Conquanto ardentemente o desejasse fazer, não tenho palavras para expressar os sentimentos de que me vi possuído desde o momento em que tomei conhecimento da tragédia do Realengo, no Rio de Janeiro. Sou pai e, antes disso, sempre me incomodei sobremaneira com a injustiça, com a impunidade, com o sofrimento de pessoas inocentes e com a morte. Sempre tive um sentimento indizível de inconformismo com a morte. E mais ainda quando se trata de morte violenta ou provocada, sem antecedentes patológicos, não natural.
De tudo isso me adveio profunda angústia, agitação e perturbação de espírito, o que quase não me permitia conciliar o sono, depois de chegar da Maçonaria, na noite do dia 7 para o dia 8. Não conseguia deixar de pensar que aquelas crianças e adolescentes, vivas e cheias de sonhos na noite anterior, agora estavam mortas, sem mais nenhuma esperança, sob os adornos frios e desprovidos de qualquer enlevo dos ataúdes, por mais belos que se apresentassem, no caminho sem volta, rumo à hora mais amarga do baixar à sepultura.

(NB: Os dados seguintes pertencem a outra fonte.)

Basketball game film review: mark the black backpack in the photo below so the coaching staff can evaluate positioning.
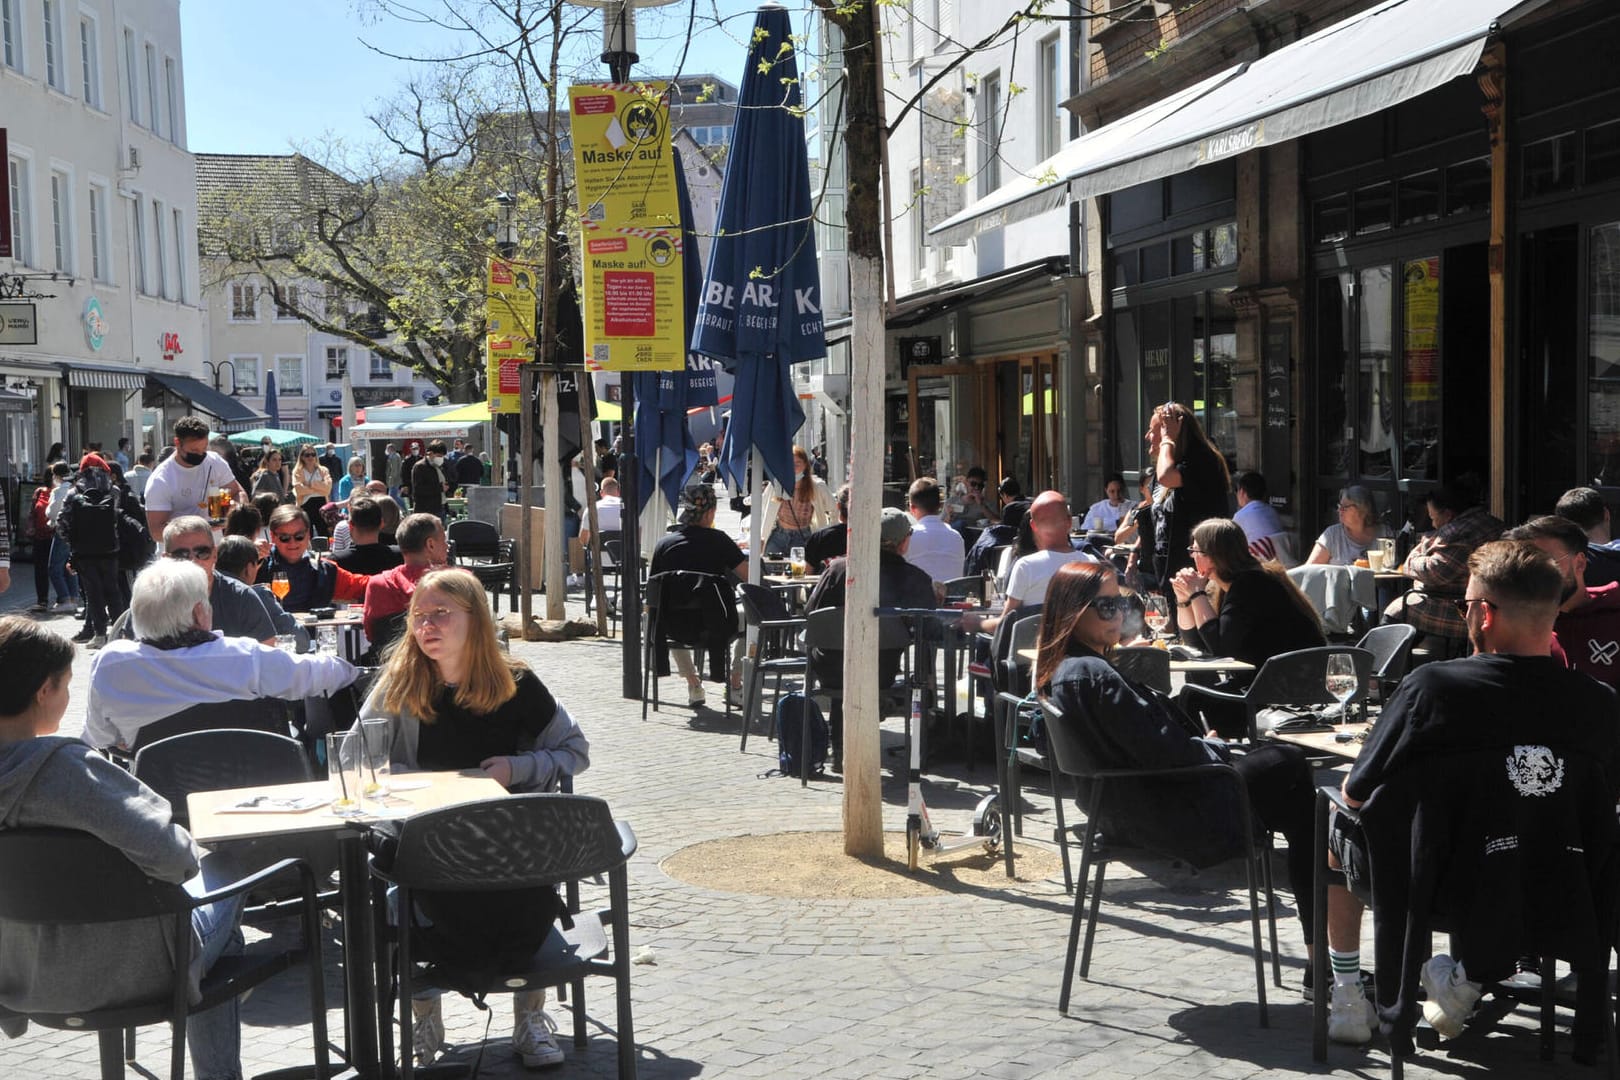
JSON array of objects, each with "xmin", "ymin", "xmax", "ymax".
[
  {"xmin": 773, "ymin": 692, "xmax": 828, "ymax": 777},
  {"xmin": 61, "ymin": 488, "xmax": 120, "ymax": 556}
]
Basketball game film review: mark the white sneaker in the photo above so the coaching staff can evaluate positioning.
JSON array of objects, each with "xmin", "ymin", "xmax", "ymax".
[
  {"xmin": 1327, "ymin": 981, "xmax": 1377, "ymax": 1045},
  {"xmin": 512, "ymin": 1000, "xmax": 564, "ymax": 1068},
  {"xmin": 53, "ymin": 600, "xmax": 76, "ymax": 612},
  {"xmin": 686, "ymin": 680, "xmax": 706, "ymax": 707},
  {"xmin": 1420, "ymin": 954, "xmax": 1481, "ymax": 1039},
  {"xmin": 87, "ymin": 635, "xmax": 107, "ymax": 650},
  {"xmin": 411, "ymin": 995, "xmax": 444, "ymax": 1065}
]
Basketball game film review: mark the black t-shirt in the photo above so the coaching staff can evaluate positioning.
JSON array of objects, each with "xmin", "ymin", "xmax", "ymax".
[
  {"xmin": 1346, "ymin": 653, "xmax": 1620, "ymax": 804},
  {"xmin": 415, "ymin": 667, "xmax": 559, "ymax": 772},
  {"xmin": 1152, "ymin": 451, "xmax": 1229, "ymax": 581},
  {"xmin": 1190, "ymin": 567, "xmax": 1325, "ymax": 667},
  {"xmin": 804, "ymin": 522, "xmax": 847, "ymax": 571},
  {"xmin": 649, "ymin": 525, "xmax": 744, "ymax": 577},
  {"xmin": 331, "ymin": 542, "xmax": 404, "ymax": 576}
]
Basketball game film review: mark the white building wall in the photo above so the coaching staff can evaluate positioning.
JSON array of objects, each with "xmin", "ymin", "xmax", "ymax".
[{"xmin": 1, "ymin": 0, "xmax": 201, "ymax": 466}]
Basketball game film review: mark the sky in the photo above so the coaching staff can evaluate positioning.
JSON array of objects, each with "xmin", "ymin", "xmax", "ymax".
[{"xmin": 179, "ymin": 0, "xmax": 809, "ymax": 157}]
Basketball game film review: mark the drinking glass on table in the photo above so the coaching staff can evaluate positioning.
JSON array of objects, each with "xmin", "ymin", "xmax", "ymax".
[
  {"xmin": 270, "ymin": 570, "xmax": 291, "ymax": 602},
  {"xmin": 789, "ymin": 545, "xmax": 807, "ymax": 578},
  {"xmin": 360, "ymin": 718, "xmax": 392, "ymax": 800},
  {"xmin": 1324, "ymin": 652, "xmax": 1358, "ymax": 725},
  {"xmin": 274, "ymin": 633, "xmax": 298, "ymax": 654},
  {"xmin": 316, "ymin": 626, "xmax": 338, "ymax": 654},
  {"xmin": 1142, "ymin": 595, "xmax": 1171, "ymax": 638},
  {"xmin": 326, "ymin": 732, "xmax": 366, "ymax": 817}
]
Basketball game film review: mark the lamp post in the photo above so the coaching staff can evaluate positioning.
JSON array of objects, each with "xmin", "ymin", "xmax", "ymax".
[
  {"xmin": 202, "ymin": 359, "xmax": 236, "ymax": 395},
  {"xmin": 566, "ymin": 0, "xmax": 676, "ymax": 698}
]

Pensava nos pais, nas mães, nos irmãos de cada uma das crianças e adolescentes mortos e os imaginava, como ainda os imagino agora, sob a dor inconsolável que lhes traspassava cruentamente o coração. Doía-me sentir que deveriam, como ainda devem, estar experimentando o mais extremo sentimento de impotência. Embora distante e sem parentesco algum com qualquer das vítimas, exceto o fato de sermos todos humanos, sentia-me, como ainda me sinto, afrontado e ferido, profundamente ferido. Já perdi meu pai e um dos meus irmãos, que faleceram e, embora eles não tenham sido vítimas de morte violenta, muito me doeu e ainda dói. Já perdi a conta das vezes em que chorei ao reler a crônica que escrevi sobre o velório do meu pai. Com efeito, se é tão doído e inesquecível perder o pai, imagine-se o que é perder um filho e, sem dúvida mais ainda, quando por morte violenta ou provocada.

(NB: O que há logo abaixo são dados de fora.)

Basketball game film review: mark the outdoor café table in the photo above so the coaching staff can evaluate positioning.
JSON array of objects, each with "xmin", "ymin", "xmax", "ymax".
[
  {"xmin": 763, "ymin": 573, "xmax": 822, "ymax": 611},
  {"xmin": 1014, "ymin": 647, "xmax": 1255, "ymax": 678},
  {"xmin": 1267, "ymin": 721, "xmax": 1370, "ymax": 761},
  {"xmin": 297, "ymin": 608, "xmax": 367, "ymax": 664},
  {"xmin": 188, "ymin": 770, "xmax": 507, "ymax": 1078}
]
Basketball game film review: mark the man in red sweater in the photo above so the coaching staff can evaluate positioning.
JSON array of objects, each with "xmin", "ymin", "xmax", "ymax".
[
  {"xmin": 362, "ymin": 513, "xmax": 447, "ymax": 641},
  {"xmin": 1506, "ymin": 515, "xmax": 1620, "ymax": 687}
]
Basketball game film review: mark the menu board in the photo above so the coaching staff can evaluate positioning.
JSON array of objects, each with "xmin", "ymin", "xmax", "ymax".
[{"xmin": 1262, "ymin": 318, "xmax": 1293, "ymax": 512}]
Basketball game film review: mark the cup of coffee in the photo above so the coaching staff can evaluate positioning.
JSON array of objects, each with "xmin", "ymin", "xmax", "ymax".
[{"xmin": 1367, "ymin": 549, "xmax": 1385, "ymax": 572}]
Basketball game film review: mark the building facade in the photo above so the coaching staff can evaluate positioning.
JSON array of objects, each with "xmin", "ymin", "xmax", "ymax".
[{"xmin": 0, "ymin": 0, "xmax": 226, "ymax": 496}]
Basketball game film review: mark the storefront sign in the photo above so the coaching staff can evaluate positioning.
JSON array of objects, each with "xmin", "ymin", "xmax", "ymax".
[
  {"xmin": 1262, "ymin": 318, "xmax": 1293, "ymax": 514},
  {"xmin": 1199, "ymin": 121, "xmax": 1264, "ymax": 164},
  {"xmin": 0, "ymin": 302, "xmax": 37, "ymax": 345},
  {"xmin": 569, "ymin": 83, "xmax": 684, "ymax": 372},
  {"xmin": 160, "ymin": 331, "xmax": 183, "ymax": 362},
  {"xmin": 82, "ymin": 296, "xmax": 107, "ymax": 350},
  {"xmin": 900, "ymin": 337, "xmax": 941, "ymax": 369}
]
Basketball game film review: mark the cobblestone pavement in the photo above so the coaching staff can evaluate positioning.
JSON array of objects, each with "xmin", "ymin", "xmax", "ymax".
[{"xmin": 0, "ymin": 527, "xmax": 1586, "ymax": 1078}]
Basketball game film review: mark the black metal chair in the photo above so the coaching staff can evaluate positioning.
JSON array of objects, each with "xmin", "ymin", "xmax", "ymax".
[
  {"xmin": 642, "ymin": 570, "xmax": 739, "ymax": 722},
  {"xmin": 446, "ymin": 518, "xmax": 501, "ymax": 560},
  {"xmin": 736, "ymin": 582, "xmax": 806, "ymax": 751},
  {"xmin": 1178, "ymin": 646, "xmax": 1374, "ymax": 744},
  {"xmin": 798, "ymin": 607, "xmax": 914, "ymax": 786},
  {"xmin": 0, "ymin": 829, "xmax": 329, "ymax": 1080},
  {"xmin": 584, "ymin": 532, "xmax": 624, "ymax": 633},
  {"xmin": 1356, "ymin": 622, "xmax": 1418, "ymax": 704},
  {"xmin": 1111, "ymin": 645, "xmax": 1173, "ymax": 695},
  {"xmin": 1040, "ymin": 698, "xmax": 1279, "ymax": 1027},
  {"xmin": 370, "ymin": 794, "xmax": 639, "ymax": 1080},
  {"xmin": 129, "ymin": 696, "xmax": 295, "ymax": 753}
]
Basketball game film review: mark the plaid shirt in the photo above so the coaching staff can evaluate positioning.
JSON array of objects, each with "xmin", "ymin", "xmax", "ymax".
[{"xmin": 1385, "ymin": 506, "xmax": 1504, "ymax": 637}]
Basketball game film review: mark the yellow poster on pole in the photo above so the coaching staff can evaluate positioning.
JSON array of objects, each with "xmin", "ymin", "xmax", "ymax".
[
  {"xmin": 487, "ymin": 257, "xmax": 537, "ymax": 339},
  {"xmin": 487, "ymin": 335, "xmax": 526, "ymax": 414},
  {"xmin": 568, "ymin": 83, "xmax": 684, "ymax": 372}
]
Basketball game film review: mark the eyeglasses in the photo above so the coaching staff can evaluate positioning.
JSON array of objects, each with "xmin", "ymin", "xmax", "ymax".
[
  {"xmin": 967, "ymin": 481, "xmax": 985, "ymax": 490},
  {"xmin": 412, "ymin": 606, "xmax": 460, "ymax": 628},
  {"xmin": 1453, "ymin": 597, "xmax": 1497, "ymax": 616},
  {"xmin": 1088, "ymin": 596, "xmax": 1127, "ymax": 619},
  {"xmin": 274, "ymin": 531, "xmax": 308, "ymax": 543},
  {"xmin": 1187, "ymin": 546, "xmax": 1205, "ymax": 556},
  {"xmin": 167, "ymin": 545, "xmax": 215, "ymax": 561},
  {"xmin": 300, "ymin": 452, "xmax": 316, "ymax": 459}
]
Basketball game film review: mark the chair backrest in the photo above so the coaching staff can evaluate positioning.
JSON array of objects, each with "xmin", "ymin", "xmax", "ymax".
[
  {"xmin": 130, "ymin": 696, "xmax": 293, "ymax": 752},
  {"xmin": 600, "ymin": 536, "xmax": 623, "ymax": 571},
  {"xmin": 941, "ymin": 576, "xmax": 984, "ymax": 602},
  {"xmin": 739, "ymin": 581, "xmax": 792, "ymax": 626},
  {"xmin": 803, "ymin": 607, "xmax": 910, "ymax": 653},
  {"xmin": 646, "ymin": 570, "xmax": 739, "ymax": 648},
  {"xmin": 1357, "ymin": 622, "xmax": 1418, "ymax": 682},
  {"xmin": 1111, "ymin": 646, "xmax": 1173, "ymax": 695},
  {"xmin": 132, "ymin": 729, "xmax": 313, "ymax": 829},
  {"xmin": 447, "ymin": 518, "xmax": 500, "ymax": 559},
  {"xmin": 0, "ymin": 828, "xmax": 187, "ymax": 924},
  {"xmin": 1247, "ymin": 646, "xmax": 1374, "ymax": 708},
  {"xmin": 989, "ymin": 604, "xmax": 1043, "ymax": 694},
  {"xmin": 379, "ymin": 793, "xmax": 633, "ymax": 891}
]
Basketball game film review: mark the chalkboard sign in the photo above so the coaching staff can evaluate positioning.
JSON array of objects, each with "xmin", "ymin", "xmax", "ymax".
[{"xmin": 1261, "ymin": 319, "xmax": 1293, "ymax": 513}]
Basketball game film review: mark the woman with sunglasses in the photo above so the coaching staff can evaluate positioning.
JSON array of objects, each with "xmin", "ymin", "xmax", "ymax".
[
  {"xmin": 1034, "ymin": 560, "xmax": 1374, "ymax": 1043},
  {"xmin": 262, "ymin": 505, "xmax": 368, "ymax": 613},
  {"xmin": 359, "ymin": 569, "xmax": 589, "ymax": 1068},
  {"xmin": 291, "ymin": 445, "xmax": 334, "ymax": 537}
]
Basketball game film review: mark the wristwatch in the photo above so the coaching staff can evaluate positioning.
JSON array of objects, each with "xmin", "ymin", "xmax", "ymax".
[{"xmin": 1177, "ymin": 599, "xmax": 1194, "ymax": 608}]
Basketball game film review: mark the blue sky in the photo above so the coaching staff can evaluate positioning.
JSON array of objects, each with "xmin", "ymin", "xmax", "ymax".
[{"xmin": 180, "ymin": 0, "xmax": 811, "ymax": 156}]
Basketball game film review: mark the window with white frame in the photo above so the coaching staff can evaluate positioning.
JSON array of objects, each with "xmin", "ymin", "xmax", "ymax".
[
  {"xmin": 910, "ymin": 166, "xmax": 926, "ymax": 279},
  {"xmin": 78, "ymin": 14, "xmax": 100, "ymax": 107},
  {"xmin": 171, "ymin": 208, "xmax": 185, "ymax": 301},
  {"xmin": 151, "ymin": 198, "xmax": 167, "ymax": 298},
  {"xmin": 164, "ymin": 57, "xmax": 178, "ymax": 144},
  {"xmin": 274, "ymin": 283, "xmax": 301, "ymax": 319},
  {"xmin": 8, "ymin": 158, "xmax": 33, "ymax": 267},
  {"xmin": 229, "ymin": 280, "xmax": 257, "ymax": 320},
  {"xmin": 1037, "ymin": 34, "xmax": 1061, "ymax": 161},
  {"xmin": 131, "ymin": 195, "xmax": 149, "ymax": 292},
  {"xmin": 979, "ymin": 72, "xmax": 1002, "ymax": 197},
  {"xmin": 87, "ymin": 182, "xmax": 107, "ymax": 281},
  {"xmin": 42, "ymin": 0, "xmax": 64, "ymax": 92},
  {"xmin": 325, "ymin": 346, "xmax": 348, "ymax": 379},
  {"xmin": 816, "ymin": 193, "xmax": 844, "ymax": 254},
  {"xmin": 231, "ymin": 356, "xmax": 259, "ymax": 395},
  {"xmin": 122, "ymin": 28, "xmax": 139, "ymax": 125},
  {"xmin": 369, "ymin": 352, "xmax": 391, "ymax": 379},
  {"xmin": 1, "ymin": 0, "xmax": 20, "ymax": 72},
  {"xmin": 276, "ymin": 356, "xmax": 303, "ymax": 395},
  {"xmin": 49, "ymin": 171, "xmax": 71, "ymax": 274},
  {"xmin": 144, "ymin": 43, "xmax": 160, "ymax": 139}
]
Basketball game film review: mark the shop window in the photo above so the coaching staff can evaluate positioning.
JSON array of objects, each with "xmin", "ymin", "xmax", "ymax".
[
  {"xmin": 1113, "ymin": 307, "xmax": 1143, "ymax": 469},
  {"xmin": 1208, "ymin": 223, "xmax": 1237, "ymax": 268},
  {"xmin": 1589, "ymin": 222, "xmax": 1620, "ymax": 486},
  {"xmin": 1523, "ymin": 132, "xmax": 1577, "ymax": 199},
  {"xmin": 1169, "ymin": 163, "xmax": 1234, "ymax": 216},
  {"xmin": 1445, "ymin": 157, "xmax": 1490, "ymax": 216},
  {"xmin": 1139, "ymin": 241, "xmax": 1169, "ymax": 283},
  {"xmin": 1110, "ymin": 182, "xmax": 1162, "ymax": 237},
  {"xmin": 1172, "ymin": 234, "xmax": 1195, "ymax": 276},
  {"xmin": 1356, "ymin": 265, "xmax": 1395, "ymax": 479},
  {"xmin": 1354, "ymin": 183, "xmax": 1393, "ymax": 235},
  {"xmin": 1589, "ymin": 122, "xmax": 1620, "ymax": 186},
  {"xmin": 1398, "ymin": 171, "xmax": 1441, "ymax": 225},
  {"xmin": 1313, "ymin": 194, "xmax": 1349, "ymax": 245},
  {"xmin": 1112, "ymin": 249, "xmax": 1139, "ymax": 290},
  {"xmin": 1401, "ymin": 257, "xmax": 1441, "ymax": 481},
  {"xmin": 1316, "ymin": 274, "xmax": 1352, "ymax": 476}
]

Por mais que fizesse por não alimentar esta ideia infeliz, não pude deixar de me ver, mais de uma vez, sentindo uma vontade terrível de estar ali, com uma arma na mão, para matar com requintes de violência e crueldade, na expressão maior do meu desejo humano de vingança, aquele infeliz agressor. Sim, eu senti vontade de matá-lo, confesso. Por mais que não quisesse alimentar tal desejo, como creio que muitos outros milhões de pessoas também o fizeram. A dor e o sofrimento do outro nos locomovem e, em situações como essa do Realengo, não há como evitar sentimentos agressivos, desejo de vingança, mais do que de justiça. Eis a verdade que muitos, hipocritamente, fazem por esconder.

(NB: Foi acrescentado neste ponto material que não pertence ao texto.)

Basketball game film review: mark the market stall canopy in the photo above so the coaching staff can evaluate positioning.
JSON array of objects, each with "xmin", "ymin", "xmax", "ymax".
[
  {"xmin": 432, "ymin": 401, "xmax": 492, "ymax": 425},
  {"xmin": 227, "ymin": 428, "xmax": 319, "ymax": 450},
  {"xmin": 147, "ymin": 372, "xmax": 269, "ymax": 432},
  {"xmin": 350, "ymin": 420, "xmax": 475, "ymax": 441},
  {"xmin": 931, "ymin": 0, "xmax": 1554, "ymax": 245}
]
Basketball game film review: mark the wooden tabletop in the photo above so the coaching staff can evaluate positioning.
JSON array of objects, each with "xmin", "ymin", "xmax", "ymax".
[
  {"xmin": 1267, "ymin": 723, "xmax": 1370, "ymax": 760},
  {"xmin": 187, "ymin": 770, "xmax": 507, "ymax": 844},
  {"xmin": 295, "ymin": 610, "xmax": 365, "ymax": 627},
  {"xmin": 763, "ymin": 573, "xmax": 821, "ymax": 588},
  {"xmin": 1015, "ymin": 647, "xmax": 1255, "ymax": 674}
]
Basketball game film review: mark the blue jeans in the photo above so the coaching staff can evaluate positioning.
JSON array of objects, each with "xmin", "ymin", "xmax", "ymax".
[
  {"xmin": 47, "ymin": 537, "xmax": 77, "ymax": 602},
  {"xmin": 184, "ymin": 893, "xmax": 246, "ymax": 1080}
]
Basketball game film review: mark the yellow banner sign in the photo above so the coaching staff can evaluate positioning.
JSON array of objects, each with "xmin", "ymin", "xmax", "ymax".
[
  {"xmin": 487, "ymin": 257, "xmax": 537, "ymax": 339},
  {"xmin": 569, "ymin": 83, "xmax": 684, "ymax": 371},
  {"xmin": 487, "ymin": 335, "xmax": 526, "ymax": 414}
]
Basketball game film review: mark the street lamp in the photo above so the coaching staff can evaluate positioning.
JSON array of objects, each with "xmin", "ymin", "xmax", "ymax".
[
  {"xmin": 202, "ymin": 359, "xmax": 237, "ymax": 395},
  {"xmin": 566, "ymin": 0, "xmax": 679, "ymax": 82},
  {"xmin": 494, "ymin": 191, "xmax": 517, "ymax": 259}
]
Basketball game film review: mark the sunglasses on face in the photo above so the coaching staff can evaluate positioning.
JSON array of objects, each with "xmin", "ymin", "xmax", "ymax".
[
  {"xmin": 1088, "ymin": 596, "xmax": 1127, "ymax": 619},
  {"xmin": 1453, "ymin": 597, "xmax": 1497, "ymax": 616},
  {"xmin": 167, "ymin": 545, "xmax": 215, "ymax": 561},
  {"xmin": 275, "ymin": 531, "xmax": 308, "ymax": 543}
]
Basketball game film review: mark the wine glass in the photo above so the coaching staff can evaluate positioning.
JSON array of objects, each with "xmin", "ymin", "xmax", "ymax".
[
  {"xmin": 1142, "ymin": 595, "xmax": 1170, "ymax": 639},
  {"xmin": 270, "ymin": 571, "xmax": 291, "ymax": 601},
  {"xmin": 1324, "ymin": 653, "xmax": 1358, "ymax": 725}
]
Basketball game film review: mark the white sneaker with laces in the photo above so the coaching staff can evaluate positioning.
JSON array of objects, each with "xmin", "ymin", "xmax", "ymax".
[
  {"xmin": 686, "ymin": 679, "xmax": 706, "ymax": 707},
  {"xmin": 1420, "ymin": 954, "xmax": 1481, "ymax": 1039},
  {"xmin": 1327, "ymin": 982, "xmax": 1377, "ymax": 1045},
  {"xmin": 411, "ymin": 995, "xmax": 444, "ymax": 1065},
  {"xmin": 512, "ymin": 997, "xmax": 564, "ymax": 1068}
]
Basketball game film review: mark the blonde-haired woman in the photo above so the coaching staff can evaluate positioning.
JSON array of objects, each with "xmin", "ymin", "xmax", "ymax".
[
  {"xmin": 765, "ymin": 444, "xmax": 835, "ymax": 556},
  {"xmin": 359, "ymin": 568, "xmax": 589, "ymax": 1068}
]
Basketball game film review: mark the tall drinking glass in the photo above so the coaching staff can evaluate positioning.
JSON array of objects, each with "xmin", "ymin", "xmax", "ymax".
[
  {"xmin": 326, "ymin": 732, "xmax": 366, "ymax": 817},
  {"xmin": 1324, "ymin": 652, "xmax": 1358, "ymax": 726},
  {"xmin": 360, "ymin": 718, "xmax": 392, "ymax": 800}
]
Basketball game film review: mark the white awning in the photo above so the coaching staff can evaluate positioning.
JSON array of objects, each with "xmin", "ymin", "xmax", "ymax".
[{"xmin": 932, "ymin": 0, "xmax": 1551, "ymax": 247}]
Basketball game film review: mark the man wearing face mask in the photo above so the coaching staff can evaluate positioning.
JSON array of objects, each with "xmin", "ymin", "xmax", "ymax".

Houve um momento, entretanto, em que, desprovido desses sentimentos agressivos, senti algo diferente em relação ao agressor e até senti dó do desfecho antinatural de sua efêmera e miserável existência: quando, assistindo ao noticiário, vi suas fotos de criança, de adolescente, magrinho, mirrado, como que a pedir socorro diante de algo que o afligia. Tive, sim, esta sensação. Entristeceu-me, demais disso, saber que foi criado como filho adotivo e me fez pensar, buscando uma explicação para seu ato, embora nada o justifique, tenha ele sofrido bullying ou outra forma qualquer de abuso. Seria a transmudação monstruosa da vítima em agressor? Muitas coisas podem explicar seu ato, embora nenhuma possa justificá-lo. O homem, como é frágil e miserável o ser humano!